Taking data from the example algorithm:
1005 depends on 711, which would be missing so they must calculate it.
711 depends on 389, which would also be missing, so they must calculate it.
389 depends on 88, which they'd have.
389 depends on 80, which they'd have.
389 depends on 260, which they'd have.
389 depends on 94, which they'd have.
389 depends on 238, which they'd have.
389 depends on 71, which would be missing, so they must calculate it.
71 depends on 52, which they'd have
71 depends on 28, which they'd have
71 depends on 58, which they'd have
etc... until 71 is fully calculated from 10 dependencies
389 depends on 321, which would be missing etc...
389 depends on 359, which would be missing etc...
etc... until 389 is fully calculated from 10 dependencies.
711 depends on 148, which they'd have.
711 depends on 43, which would also be missing, so they must calculate it.
etc... until 711 is fully calculated from 10 dependencies
1005 depends on 382, which they'd have.
1005 depends on 612, which they'd have.
1005 depends on 177, which would be missing so they must calculate it...
etc... until 1005 is fully calculated from 10 dependencies.
After fetching 10 dependencies (and their nested dependencies if any are missing) the proof of 1005 has been calculated and can be returned to the tester.
The nested dependencies means there’s a lot of work to do to recalculate the missing proof.
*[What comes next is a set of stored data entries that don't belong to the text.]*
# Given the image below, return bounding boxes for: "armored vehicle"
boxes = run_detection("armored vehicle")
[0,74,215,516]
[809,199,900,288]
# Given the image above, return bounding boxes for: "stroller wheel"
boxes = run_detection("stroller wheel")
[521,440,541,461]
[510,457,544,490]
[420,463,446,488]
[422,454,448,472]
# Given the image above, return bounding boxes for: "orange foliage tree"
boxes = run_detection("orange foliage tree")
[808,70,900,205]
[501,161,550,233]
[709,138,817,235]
If each proof takes a short while, the cheater will take too long to respond compared with just a simple fast lookup had they been honest and stored the proof like they claimed.
Concepts
If a user is 50% honest the network has a 50% chance of catching them on each test. If there are 10 tests then the chance of catching them is 99.9% (1-0.510).
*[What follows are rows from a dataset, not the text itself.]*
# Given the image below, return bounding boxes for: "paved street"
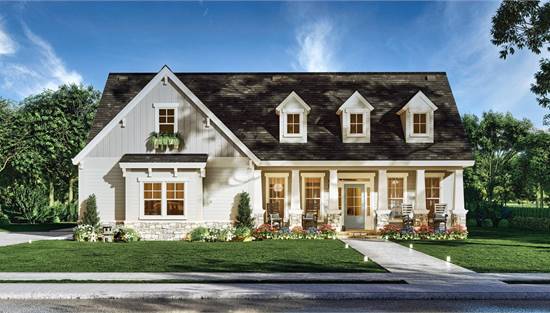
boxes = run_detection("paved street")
[2,299,550,313]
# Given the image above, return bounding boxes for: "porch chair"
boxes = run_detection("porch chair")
[433,203,448,232]
[267,203,282,228]
[302,211,317,228]
[401,203,414,230]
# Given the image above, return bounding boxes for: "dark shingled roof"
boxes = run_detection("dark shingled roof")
[90,72,473,161]
[119,154,208,163]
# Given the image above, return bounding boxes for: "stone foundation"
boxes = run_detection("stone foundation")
[124,221,231,241]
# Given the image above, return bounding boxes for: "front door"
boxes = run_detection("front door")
[344,184,365,229]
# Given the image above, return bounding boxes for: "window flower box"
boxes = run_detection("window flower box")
[148,132,182,150]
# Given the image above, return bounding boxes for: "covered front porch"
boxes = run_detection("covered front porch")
[252,167,468,231]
The frequency of tests relates to the degree of honesty that should be expected.
The degree of honesty may change through time, possibly becoming extremely dishonest in a very short time.
Questions
Security
How much stretching should be applied (ie additional hashing / signing operations)?
What ratio of hashing:signing should be used for stretching? It probably depends on typical network load, since there will be more of one than the other.
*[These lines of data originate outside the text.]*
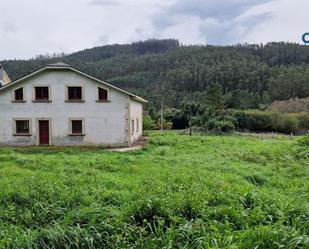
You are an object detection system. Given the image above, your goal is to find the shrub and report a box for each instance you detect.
[232,110,304,134]
[155,119,173,130]
[164,108,188,129]
[239,110,273,131]
[295,112,309,129]
[220,115,238,126]
[143,115,155,130]
[206,119,235,133]
[272,113,299,133]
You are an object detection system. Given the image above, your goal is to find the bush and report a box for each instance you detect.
[283,115,299,133]
[206,119,235,133]
[155,119,173,130]
[236,110,273,131]
[295,112,309,129]
[231,110,304,134]
[272,113,299,133]
[164,108,188,129]
[143,115,156,130]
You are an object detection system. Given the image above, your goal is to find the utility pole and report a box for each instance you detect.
[189,103,192,136]
[160,100,163,132]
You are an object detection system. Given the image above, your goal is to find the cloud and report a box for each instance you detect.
[165,0,274,20]
[1,21,18,34]
[199,12,273,44]
[243,0,309,44]
[0,0,307,59]
[98,35,109,44]
[152,0,277,44]
[88,0,119,7]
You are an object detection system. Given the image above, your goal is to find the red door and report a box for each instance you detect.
[39,120,49,145]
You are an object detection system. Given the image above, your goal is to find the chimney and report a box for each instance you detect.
[0,65,11,87]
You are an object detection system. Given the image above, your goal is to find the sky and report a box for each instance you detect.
[0,0,308,60]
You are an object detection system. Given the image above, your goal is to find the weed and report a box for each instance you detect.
[244,175,267,186]
[0,131,308,248]
[130,199,171,231]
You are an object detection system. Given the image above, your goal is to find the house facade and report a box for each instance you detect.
[0,63,147,147]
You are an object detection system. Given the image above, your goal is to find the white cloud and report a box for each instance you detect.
[243,0,309,44]
[152,0,277,45]
[0,0,307,60]
[158,16,205,45]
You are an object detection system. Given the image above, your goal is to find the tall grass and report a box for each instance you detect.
[0,131,308,248]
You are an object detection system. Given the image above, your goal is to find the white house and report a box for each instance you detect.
[0,62,147,147]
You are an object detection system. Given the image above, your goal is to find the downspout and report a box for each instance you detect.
[127,97,131,147]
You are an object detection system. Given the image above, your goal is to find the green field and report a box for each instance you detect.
[0,132,308,248]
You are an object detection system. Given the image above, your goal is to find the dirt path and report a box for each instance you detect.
[106,145,143,152]
[106,137,147,152]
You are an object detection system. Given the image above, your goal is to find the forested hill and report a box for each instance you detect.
[2,39,309,109]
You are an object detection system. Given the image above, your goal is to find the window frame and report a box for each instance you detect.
[13,118,32,136]
[12,87,26,103]
[65,85,85,102]
[96,87,110,102]
[136,118,139,133]
[33,85,51,102]
[131,119,135,134]
[69,118,85,136]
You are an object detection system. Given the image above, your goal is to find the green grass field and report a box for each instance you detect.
[0,132,308,248]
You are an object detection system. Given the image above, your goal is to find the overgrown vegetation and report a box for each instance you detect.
[0,132,308,248]
[2,40,309,110]
[146,92,309,134]
[267,97,309,113]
Does verification of hashes / signatures have a role to play in the algorithm? Hard to see how it would since it doesn’t create any data so can’t be used for filling. But it would be nice to have since a lot of network activity is performing verifications.
How much depth should be used for the scavenging? (apologies for using lingo only appearing in the code).
Is it ok to have vaults prove a smaller amount intially and over time increase the amount they have available?
Can / should the stretching factor be dynamic?
Cheating
What degree of time / memory inversion is possible?
How can a cheater create an the optimum cheat-table? Something about the distribution of dependencies…
How much advantage do they get from this?
Does advantage from cheating compound over time?
Future proofing
How does the introduction of signature / hashing ASICs affect the algorithm?
How does this scale for users with a lot of spare space?
Can testers test vaults larger than themselves?
Broader context
How does this combine with measuring used storage to create a model for economics and incentives?
Is this any better than using sacrificial chunks?
Is consuming space with ‘useless’ data a good idea? (related question about bitcoin mining).
Intuition
My feeling is that network timing will totally dominate the response time, even if cheating happens. I think exploring what happens when the various consts
at the top of the code are changed is important to better appreciate how to make cheating computationally expensive without compromising the time it takes for the initial generation.
What Next
I think the algorithm works well enough to be useful. I want to create a cheater and see how much tweaking it takes to be able to differentiate between honest and cheating.
Any ideas or mistakes would be really interesting to hear about.